Thèse soutenue

Etude et réalisation d'un spectromètre intégré à transformée de Fourier (SWIFTS)

FR  |  
EN
Auteur / Autrice : Jérôme Ferrand
Direction : Étienne Le Coarer
Type : Thèse de doctorat
Discipline(s) : Astrophysique et milieux dilués
Date : Soutenance en 2010
Etablissement(s) : Grenoble
Ecole(s) doctorale(s) : École doctorale physique (Grenoble, Isère, France ; 1991-....)
Partenaire(s) de recherche : Laboratoire : Laboratoire d'astrophysique de Grenoble (1979-2010)
Jury : Président / Présidente : Christian Perrier
Examinateurs / Examinatrices : Alain Chelli, Emmanuel Sein
Rapporteurs / Rapporteuses : Stephen Thurman Ridgway, Nicolas Guérineau

Résumé

FR  |  
EN

En 1859 les physicien et chimiste allemands G. Kirchhoff et R. Bunsen ont découvert que chaque élément chimique dispose d'une signature spectrale unique. Suite à cela, la spectrométrie s'est imposée comme un outil d'analyse majeur y compris en astrophysique (notamment grâce à l'italien A. Secchi). Ainsi la plus grande partie des informations dont nous disposons sur les objets astrophysiques proviennent de l'analyse spectrale ; la découverte des premières planètes extra-solaires est même due à celle-ci. Depuis ses débuts, cette technique a trouvé de nombreuses applications dans des domaines aussi variés que la médecine, la détection de gaz ou encore l'étude des polluants.
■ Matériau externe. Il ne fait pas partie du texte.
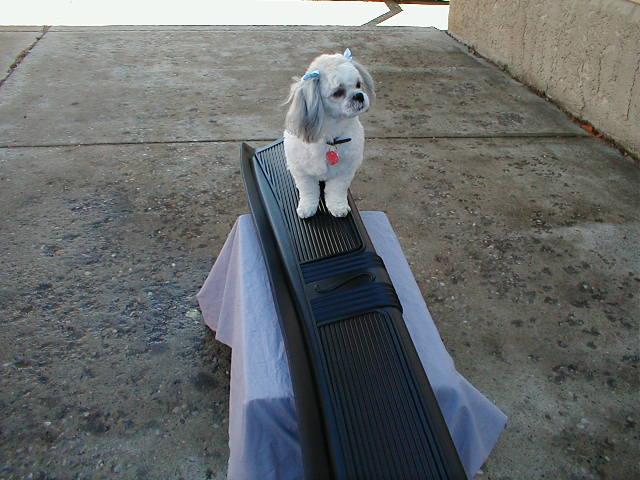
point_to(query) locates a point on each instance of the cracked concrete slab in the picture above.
(527, 255)
(12, 44)
(524, 250)
(106, 367)
(217, 85)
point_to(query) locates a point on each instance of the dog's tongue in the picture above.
(332, 157)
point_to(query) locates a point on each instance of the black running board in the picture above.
(365, 407)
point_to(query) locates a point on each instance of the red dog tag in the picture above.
(332, 157)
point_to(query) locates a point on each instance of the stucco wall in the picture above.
(584, 54)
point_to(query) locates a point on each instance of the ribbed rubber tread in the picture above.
(382, 422)
(315, 238)
(340, 304)
(312, 272)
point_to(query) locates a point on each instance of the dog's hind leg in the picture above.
(309, 191)
(335, 196)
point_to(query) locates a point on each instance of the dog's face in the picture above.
(343, 92)
(341, 88)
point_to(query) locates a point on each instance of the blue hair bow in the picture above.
(311, 74)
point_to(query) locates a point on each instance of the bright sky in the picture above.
(214, 12)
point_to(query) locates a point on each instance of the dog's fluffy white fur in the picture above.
(323, 109)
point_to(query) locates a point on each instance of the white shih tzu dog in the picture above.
(323, 138)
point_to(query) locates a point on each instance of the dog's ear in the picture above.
(369, 85)
(306, 112)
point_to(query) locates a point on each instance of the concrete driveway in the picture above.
(119, 181)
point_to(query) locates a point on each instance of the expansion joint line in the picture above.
(21, 56)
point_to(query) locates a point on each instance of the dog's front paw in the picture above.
(307, 209)
(339, 209)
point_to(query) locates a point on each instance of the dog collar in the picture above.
(338, 141)
(333, 157)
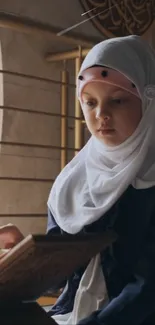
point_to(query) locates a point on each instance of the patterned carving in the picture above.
(121, 18)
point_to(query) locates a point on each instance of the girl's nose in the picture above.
(102, 114)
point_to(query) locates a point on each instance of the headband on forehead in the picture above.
(105, 75)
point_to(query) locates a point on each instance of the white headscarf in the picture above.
(96, 178)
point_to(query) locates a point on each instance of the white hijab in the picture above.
(96, 178)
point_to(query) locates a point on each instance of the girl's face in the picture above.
(111, 113)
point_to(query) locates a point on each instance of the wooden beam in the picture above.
(29, 26)
(68, 55)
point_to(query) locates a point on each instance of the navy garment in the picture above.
(128, 266)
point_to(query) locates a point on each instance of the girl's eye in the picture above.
(89, 103)
(117, 101)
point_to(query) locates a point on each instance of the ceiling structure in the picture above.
(114, 18)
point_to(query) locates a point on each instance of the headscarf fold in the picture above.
(98, 175)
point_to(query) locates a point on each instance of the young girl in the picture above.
(111, 184)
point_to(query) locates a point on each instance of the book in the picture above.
(39, 261)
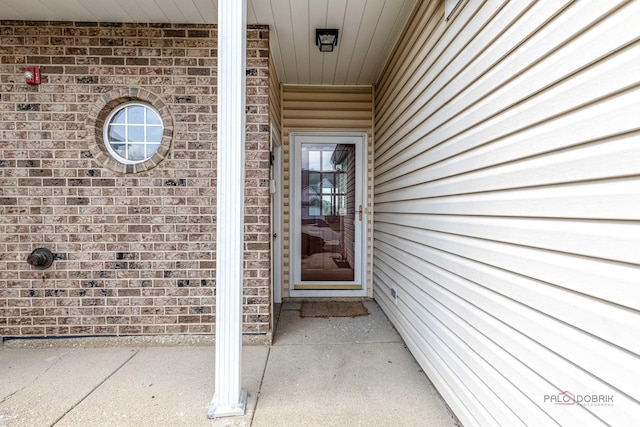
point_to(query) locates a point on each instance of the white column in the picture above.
(229, 399)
Dans cette thèse nous nous proposons d'étudier et de développer un nouveau type de spectromètres nommés SWIFTS (pour Stationary Wave Integrated Fourier Transform Spectrometer) basés sur la détection d'une onde stationnaire obtenue à l'intérieur d'un guide optique. Pour ce faire, nous utilisons une technique originale dite de '' détection évanescente ''. Dans cette thèse nous étudions et modélisons les performances d'un tel spectromètre notamment en utilisant une méthode matricielle et une méthode de décomposition dans le domaine de Fourier. Les premiers prototypes ont été réalisés dans les bandes I et R du système photométrique de Johnson, ces bandes ayant été choisies pour la facilité d'obtention de détecteurs et guides optiques efficaces. Étant donné les technologies disponibles, ces prototypes ne peuvent atteindre l'efficacité théorique maximale d'un SWIFTS (environ 73%) ; néanmoins elles nous ont permis de mesurer des résolutions de l'ordre du cm-1 sur un large domaine spectral (650 nm à 900 nm).